The SARS-CoV-2 macro domain protein bound to small molecule fragments that could be the basis of novel antiviral drugs.
Scientists have identified key chemical building blocks for an eventual antiviral drug against SARS-CoV-2, the virus that causes COVID-19, according to data newly released by members of the UC San Francisco Quantitative Bioscience Institute Coronavirus Research Group (QCRG), based on research conducted with breakneck speed in collaboration with Lawrence Berkeley National Laboratory (Berkeley Lab) and SLAC National Accelerator Laboratory (SLAC).
The newly identified compounds bind to an enzyme produced by the virus, called the “macro domain,” which is known to be crucial for the virus’s ability to replicate in human cells.
“The SARS-CoV-2 macro domain is not as well understood as the virus’s main protease or the spike proteins that other efforts are going after,” said James Fraser, PhD, an associate professor in the Department of Bioengineering and Therapeutic Sciences, based in the UCSF schools of Pharmacy and Medicine, who led the research effort as part of the UCSF QCRG Structural Biology Consortium. “We wanted to look where others aren’t looking as heavily and have succeeded in identifying some promising candidates to build drugs that could halt the virus’s ability to replicate and spread in the human body.”
Further work is needed to weld these potential active ingredients into a workable drug candidate, but the research represents a promising new frontier in the battle against the virus, the researchers say, particularly given uncertainties about the timing or ultimate efficacy of an eventual vaccine.
The authors are writing up a formal manuscript describing the results for submission to a peer-reviewed academic journal, but also published their data directly online on July 1, 2020, to accelerate global efforts to fight the coronavirus pandemic.
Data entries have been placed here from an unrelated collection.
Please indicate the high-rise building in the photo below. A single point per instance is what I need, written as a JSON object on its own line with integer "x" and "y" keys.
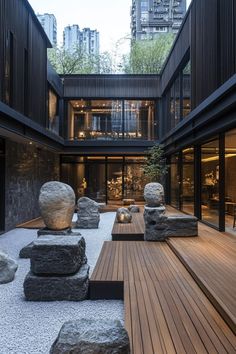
{"x": 71, "y": 37}
{"x": 86, "y": 39}
{"x": 149, "y": 18}
{"x": 49, "y": 24}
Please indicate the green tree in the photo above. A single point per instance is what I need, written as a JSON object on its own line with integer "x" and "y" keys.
{"x": 155, "y": 167}
{"x": 148, "y": 56}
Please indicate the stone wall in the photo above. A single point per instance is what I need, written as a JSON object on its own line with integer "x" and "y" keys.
{"x": 27, "y": 168}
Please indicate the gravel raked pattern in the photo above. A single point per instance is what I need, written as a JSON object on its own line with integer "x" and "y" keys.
{"x": 31, "y": 327}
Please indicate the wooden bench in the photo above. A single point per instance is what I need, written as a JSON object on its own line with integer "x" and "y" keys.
{"x": 133, "y": 231}
{"x": 165, "y": 310}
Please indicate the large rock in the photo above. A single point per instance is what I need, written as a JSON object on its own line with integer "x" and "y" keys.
{"x": 156, "y": 223}
{"x": 56, "y": 255}
{"x": 93, "y": 336}
{"x": 123, "y": 216}
{"x": 134, "y": 208}
{"x": 8, "y": 268}
{"x": 182, "y": 225}
{"x": 88, "y": 214}
{"x": 57, "y": 288}
{"x": 57, "y": 204}
{"x": 65, "y": 232}
{"x": 154, "y": 194}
The open dataset was published in coordination with the Diamond Light Source X-Chem research group and Ivan Ahel’s lab at based at Oxford University, which simultaneously published their own parallel, complementary dataset of macrodomain-bound fragments.
“We’re delighted to openly share this data in coordination with the Diamond Light Source team, whose publication of a structure and fragment analysis of the SARS-CoV-2 main protease earlier this year was a huge step forward in galvanizing the computational chemistry community to develop additional antiviral targets,” Fraser said.
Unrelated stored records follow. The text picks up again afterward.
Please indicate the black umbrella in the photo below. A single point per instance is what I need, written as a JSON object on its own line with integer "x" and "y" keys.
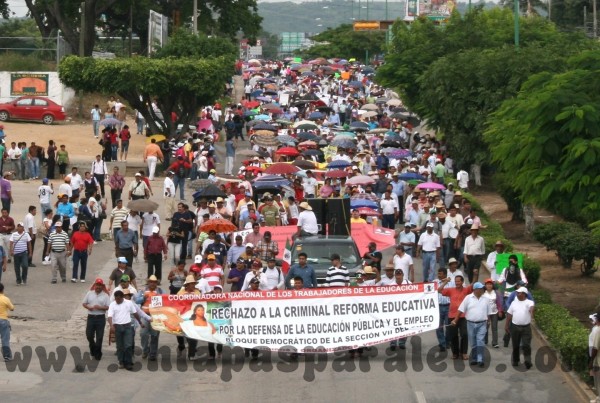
{"x": 209, "y": 192}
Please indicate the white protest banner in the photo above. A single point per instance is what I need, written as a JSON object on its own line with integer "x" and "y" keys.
{"x": 307, "y": 320}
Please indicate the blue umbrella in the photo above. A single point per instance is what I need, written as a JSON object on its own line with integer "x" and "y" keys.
{"x": 338, "y": 164}
{"x": 316, "y": 116}
{"x": 411, "y": 175}
{"x": 357, "y": 203}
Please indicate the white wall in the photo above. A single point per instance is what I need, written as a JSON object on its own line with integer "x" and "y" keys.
{"x": 56, "y": 90}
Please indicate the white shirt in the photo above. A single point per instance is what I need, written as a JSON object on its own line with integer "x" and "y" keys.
{"x": 99, "y": 167}
{"x": 121, "y": 313}
{"x": 520, "y": 311}
{"x": 76, "y": 181}
{"x": 29, "y": 222}
{"x": 275, "y": 278}
{"x": 475, "y": 309}
{"x": 308, "y": 222}
{"x": 402, "y": 263}
{"x": 474, "y": 246}
{"x": 429, "y": 243}
{"x": 169, "y": 187}
{"x": 388, "y": 206}
{"x": 309, "y": 185}
{"x": 148, "y": 222}
{"x": 44, "y": 193}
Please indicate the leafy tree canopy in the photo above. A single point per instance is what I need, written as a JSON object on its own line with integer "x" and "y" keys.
{"x": 346, "y": 43}
{"x": 547, "y": 139}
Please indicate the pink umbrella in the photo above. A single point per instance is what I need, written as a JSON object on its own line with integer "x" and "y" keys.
{"x": 431, "y": 185}
{"x": 360, "y": 180}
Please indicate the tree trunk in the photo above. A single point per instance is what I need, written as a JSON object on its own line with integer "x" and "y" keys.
{"x": 529, "y": 220}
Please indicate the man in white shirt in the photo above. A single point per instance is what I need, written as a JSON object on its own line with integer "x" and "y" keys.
{"x": 476, "y": 309}
{"x": 76, "y": 182}
{"x": 310, "y": 185}
{"x": 169, "y": 194}
{"x": 403, "y": 261}
{"x": 473, "y": 253}
{"x": 518, "y": 323}
{"x": 307, "y": 221}
{"x": 119, "y": 319}
{"x": 44, "y": 193}
{"x": 275, "y": 278}
{"x": 429, "y": 245}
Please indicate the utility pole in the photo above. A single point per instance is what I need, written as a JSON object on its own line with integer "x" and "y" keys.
{"x": 81, "y": 52}
{"x": 516, "y": 2}
{"x": 195, "y": 29}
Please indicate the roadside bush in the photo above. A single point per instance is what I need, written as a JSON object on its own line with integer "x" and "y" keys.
{"x": 532, "y": 270}
{"x": 566, "y": 335}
Novel Line of Attack on Coronavirus Biology
The study focused on an aspect of coronavirus biology that has only recently begun to be studied by researchers, including Alan Ashworth, PhD, FRS, president of the UCSF Helen Diller Family Comprehensive Cancer Center and a world leader in research on PARPs, enzymes that play a major role in DNA repair and have been targeted by drugs to treat certain cancers.
“PARPs can also reduce the effects of viral infection by tagging proteins with a molecule called ADP-ribose. As a countermeasure, some viruses – including the SARS family – have evolved macro domains that can remove this tag, re-exposing cells to infection,” Ashworth explained. “We are working to produce a drug to block the macro domain’s ability to remove these protective tags with the aim of reducing the impact of SARS-CoV-2 infection.”